White Bellied Caique parrot eggs
White Bellied Caiques (Pionites leucogaster) are not only some of the most colorful birds in the parrot family, but are very intelligent and quick to learn tricks. They are affectionate, inquisitive, and love to show off. A distinguishing characteristic of the Caique is a lovely ruffled looking white breast and belly. The green-thighed parrot is a subspecies of the White Bellied Caique belonging to the Psittacidae family. Buy White Bellied Caique parrot eggs now and ship overnight.
White Bellied Caique Parrot Eggs For Sale
The species Pionites leucogaster contains three subspecies including the nominate race, but recent morphological work suggests the species should be split into three. Caiques (pronounced kye-eeks or Kye-ee-kayes) belong to the psittacine genus Pionites. White-bellied caiques comprise three sub-species: Pionites leucogaster, P. l. xanthomeria, and P. l. xanthurus.
Mass: 5.5 oz (Adult)
Scientific name: Pionites leucogaster
Conservation status: Endangered (Population decreasing)
Higher classification: Caique
Diet: The Caique’s main diet should primarily be seeds, fruits, and green vegetables. A commercially prepared parrot mix or pelleted diet can also be beneficial.
Description: The white-bellied caique is a small parrot, averaging 23 cm in length and 165 g in weight. With a helmet of bright orange feathers, a brilliant yellow chin and snowy white breast, white-bellies are certainly one of the most colorful small parrots. There are color features that distinguish the three white-bellied sub-species. All have white underparts, but some differ in tail and thigh coloration. P. l. xanthomeria has yellow thighs and a green tail. The back and wing feathers are dark green, with wing coverts deep blue.

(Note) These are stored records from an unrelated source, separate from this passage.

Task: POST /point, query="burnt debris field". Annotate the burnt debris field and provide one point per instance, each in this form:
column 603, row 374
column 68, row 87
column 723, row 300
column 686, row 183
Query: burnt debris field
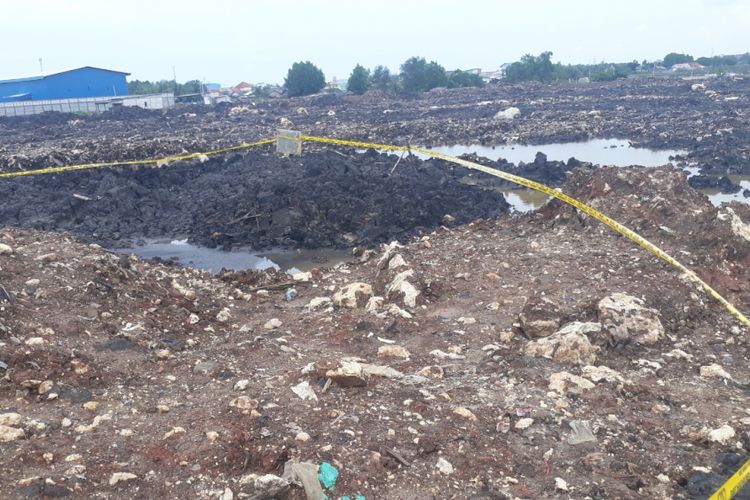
column 465, row 349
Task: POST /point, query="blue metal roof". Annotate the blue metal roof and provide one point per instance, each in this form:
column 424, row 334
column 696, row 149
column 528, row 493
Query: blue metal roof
column 32, row 78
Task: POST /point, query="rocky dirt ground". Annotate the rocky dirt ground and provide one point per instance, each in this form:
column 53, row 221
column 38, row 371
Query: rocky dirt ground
column 709, row 120
column 534, row 356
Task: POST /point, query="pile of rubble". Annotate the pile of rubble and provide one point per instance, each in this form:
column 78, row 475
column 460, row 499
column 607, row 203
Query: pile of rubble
column 532, row 356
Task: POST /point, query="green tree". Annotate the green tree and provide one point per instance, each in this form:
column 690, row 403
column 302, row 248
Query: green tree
column 463, row 79
column 417, row 75
column 674, row 58
column 303, row 78
column 359, row 80
column 539, row 68
column 382, row 79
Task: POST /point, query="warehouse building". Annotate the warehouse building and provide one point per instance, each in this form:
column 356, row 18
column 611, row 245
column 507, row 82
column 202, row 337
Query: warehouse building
column 82, row 90
column 73, row 84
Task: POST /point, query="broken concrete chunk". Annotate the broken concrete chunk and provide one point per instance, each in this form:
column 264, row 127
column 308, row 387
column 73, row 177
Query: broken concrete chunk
column 627, row 320
column 10, row 419
column 396, row 262
column 304, row 391
column 714, row 370
column 355, row 374
column 465, row 412
column 119, row 477
column 318, row 302
column 306, row 474
column 580, row 432
column 508, row 114
column 400, row 285
column 353, row 295
column 393, row 351
column 272, row 324
column 599, row 373
column 722, row 435
column 444, row 466
column 263, row 487
column 569, row 345
column 8, row 434
column 739, row 228
column 539, row 317
column 564, row 382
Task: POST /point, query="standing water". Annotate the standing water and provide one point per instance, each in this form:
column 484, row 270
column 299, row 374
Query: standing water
column 214, row 259
column 603, row 152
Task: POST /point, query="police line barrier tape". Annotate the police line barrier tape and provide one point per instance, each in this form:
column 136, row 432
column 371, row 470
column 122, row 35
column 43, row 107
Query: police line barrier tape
column 727, row 491
column 158, row 161
column 628, row 233
column 734, row 484
column 616, row 226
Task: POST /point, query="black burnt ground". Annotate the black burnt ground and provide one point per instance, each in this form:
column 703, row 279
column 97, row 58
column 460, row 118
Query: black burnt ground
column 322, row 199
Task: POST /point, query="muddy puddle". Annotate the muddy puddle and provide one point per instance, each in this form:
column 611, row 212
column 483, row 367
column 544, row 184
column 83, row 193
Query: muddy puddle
column 598, row 151
column 214, row 259
column 715, row 194
column 717, row 197
column 603, row 152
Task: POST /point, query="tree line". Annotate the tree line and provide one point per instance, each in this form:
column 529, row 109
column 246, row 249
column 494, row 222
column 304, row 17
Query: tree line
column 541, row 68
column 418, row 75
column 140, row 87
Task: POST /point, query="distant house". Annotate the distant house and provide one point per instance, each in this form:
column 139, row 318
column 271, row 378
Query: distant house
column 242, row 88
column 504, row 70
column 691, row 66
column 337, row 84
column 72, row 84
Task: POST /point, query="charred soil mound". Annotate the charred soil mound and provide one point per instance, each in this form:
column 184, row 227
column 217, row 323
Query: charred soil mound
column 322, row 199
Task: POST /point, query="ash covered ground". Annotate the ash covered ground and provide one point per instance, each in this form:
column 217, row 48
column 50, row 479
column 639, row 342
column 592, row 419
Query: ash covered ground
column 484, row 355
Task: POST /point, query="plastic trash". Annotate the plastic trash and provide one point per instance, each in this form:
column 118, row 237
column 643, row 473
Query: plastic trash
column 328, row 474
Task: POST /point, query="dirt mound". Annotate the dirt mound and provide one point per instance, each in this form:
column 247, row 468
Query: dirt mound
column 323, row 199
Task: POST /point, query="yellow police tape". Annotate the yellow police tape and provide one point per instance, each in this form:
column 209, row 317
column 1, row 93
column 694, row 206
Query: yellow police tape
column 734, row 484
column 727, row 491
column 631, row 235
column 158, row 161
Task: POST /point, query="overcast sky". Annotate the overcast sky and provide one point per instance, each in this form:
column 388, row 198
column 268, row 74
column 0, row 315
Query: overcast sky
column 229, row 41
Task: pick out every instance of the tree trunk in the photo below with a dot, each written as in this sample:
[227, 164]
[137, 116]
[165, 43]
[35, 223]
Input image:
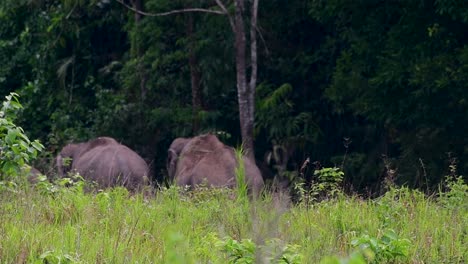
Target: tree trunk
[138, 5]
[195, 76]
[246, 117]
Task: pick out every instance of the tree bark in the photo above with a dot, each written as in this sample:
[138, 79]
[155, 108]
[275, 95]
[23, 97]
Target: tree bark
[245, 116]
[195, 76]
[138, 5]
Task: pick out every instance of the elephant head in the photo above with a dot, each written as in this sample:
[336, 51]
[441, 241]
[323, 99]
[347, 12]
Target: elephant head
[105, 161]
[205, 159]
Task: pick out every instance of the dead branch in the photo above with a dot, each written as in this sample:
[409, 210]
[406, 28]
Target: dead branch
[178, 11]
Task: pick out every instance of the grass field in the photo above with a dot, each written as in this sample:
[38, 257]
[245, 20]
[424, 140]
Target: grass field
[50, 223]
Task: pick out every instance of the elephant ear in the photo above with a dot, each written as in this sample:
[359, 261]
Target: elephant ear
[60, 165]
[171, 165]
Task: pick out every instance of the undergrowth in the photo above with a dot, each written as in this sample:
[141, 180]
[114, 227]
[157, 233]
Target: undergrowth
[62, 223]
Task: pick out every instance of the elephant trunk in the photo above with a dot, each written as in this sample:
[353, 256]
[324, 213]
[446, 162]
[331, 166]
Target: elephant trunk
[59, 162]
[171, 165]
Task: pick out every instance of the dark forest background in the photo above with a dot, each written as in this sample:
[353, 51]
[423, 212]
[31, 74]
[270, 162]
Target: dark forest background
[378, 88]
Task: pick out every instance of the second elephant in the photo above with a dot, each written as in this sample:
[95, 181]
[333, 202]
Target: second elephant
[106, 162]
[206, 160]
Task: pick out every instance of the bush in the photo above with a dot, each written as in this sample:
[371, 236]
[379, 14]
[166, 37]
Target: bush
[16, 149]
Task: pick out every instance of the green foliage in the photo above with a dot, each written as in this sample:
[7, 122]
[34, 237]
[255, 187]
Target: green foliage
[114, 226]
[16, 149]
[244, 251]
[53, 257]
[391, 77]
[457, 194]
[277, 115]
[238, 251]
[326, 185]
[388, 247]
[241, 182]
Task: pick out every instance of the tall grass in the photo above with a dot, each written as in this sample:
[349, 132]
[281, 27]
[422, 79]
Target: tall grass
[68, 225]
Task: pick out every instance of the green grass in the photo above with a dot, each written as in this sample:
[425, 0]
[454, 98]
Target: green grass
[66, 225]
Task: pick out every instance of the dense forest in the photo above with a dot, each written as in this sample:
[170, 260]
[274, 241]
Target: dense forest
[378, 88]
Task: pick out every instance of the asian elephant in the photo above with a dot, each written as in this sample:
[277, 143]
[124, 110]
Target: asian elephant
[205, 159]
[105, 161]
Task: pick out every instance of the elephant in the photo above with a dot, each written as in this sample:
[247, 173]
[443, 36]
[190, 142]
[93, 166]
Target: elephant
[106, 162]
[205, 159]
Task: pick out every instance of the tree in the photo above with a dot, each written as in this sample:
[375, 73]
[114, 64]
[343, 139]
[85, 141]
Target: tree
[246, 83]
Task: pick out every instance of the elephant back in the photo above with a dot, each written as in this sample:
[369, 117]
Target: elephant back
[112, 165]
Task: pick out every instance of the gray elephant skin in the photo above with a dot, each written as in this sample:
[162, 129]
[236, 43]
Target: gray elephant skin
[206, 160]
[106, 162]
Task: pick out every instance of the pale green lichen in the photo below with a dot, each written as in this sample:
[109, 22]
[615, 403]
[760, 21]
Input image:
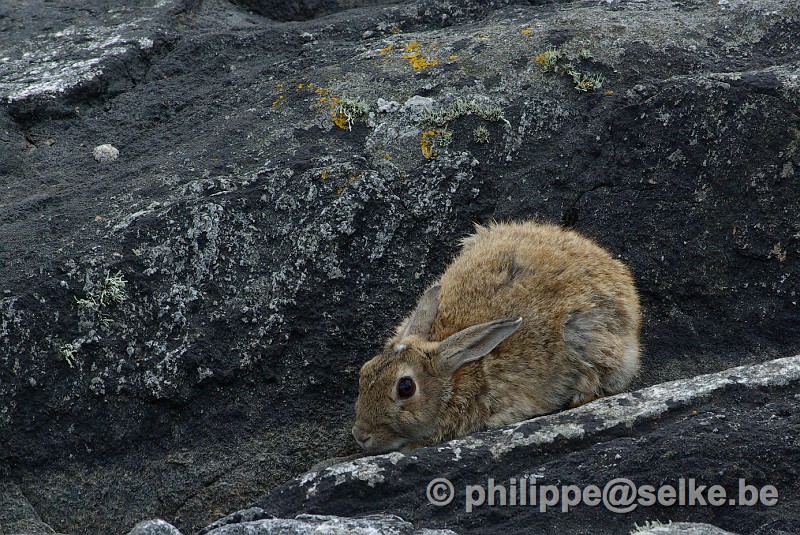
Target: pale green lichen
[67, 352]
[549, 59]
[549, 62]
[648, 525]
[481, 134]
[111, 291]
[584, 82]
[346, 111]
[461, 107]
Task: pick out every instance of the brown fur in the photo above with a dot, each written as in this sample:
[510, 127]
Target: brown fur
[578, 339]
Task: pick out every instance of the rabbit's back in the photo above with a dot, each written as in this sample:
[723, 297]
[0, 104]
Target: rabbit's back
[580, 310]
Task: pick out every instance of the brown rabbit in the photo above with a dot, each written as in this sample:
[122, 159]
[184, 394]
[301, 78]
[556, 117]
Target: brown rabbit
[528, 319]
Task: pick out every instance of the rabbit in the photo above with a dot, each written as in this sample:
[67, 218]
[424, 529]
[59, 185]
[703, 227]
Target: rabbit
[528, 319]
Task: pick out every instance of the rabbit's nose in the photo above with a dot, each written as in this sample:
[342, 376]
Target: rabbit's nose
[364, 439]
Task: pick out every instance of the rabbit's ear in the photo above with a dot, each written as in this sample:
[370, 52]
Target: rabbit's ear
[421, 320]
[474, 342]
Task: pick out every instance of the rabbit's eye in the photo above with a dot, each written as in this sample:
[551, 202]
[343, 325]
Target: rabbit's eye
[406, 387]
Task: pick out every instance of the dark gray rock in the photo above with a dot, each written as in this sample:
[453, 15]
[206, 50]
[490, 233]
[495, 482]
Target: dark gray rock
[181, 327]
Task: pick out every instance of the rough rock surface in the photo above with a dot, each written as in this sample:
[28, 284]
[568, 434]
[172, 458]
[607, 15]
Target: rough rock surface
[181, 326]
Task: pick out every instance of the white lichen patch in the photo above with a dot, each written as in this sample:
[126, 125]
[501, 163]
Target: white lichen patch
[366, 469]
[105, 153]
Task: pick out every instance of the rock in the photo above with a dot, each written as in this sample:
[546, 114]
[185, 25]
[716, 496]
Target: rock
[690, 433]
[684, 528]
[264, 251]
[154, 527]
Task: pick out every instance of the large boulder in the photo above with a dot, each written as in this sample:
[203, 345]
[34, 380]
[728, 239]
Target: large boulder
[210, 218]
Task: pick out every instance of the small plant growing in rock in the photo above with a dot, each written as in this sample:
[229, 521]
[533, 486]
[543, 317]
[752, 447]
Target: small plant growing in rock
[549, 62]
[481, 134]
[648, 525]
[461, 107]
[67, 352]
[432, 140]
[549, 59]
[110, 291]
[346, 111]
[584, 82]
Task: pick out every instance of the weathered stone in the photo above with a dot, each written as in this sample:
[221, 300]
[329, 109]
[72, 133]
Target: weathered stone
[732, 428]
[267, 223]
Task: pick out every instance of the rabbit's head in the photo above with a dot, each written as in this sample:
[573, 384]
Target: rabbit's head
[405, 390]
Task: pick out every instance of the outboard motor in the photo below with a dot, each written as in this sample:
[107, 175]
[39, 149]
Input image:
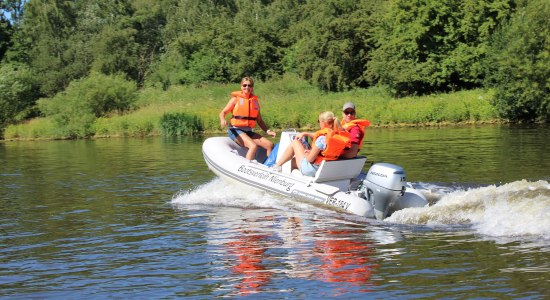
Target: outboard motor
[384, 184]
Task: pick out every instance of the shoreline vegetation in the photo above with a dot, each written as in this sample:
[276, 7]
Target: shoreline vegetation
[287, 102]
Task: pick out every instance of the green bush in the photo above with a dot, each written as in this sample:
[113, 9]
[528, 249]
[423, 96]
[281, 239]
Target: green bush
[75, 110]
[18, 91]
[519, 65]
[176, 124]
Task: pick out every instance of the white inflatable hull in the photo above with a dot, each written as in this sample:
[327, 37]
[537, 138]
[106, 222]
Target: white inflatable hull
[336, 184]
[226, 159]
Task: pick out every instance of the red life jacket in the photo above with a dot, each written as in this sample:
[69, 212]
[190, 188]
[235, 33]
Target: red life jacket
[359, 123]
[246, 110]
[337, 141]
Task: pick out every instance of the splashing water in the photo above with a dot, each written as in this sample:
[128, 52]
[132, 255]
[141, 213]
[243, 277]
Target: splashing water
[519, 208]
[516, 209]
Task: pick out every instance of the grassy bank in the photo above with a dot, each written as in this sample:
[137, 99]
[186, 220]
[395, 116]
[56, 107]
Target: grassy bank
[286, 103]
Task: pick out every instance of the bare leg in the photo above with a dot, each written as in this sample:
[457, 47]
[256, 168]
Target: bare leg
[245, 141]
[296, 148]
[264, 143]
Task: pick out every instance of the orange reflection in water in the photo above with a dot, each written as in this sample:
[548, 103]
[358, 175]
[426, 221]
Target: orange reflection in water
[249, 250]
[344, 259]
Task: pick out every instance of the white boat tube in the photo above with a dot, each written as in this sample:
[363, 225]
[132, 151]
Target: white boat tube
[339, 184]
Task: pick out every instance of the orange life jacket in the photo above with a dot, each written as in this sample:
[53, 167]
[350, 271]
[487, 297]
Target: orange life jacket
[359, 123]
[337, 141]
[246, 110]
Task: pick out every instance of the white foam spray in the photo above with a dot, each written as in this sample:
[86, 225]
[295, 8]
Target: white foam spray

Range: White-bellies are native to Brazil and parts of Peru and Bolivia. They prefer lowland forests near watercourses. Very social, white-bellied caiques travel in pairs or family groups, feeding on rainforest fruits, nuts, vegetation and seeds. Like most parrots, white bellied caiques like to nest in cavities high in the canopy of rainforest trees. These parrots lay anywhere from two to four small white eggs which the female incubates. Incubation lasts around 26 days, during which the female rarely leaves the nest. The male will forage and feed her while she sits the eggs. The chicks hatch blind and helpless and both parents feed and care for them. At about 14 weeks of age the chicks are ready to leave the nest to begin foraging and feeding on their own.
Habitat: Like so many species of plants and animals in the region, the white bellied caique is threatened with shrinking habitat, as Brazil is losing rainforest at an alarming rate. The wholesale destruction of habitat has contributed to the decline of countless rainforest species, and if left to continue will surely lead to the extinction of many.
Artificial Incubation: Nest boxes are checked daily during the breeding season, which in Florida begins in January and usually ends in June. Eggs are removed by 0900 hours and are weighed, measured for length and width, labeled for species, date and cage number and placed in an avian incubator. The incubator is maintained at (99.9 F) with 50% humidity. Chicks hatch on the 26th day of incubation. Upon hatching, chicks are weighed, color-coded with a non-toxic marker and placed in individual plastic cups lined with soft absorbent cotton. Hatchlings are placed in an avian brooder set at (97 F) and saturation humidity. Brooder temperatures are lowered with chick age, usually in three to five degree increments. Once chicks are feathered, brooder temperatures are set to ambient room temperature.
Hand-feeding: Upon hatching, white-belly chicks are fed every 90 minutes around-the-clock for the first five to seven days. The chicks are fed a commercial parrot hand-feeding formula prepared fresh for each feeding. Syringes are used to feed the formula, which is heated to (100-105 F). Growth patterns indicate that within the first five to seven days, a weight gain of 15-20% over a single 24-hour period becomes a benchmark for future development. Upon achieving this daily growth rate, chicks “take off”, and weight gains are usually sustained at roughly 15% for the next few weeks. After the first week, chicks are fed roughly every 2 1/2 hours, or whenever the crop is completely empty. After the first four to five weeks chicks should be fed four times per day. Weaning usually begins by week ten, with chicks fully weaned by 14 weeks of age. Feedings are gradually reduced at this time, and dietary additions such as millet spray, banana, soaked monkey biscuits, whole wheat breads, cooked rice, beans and pasta, as well as the full adult diet of seeds and fruits are offered daily.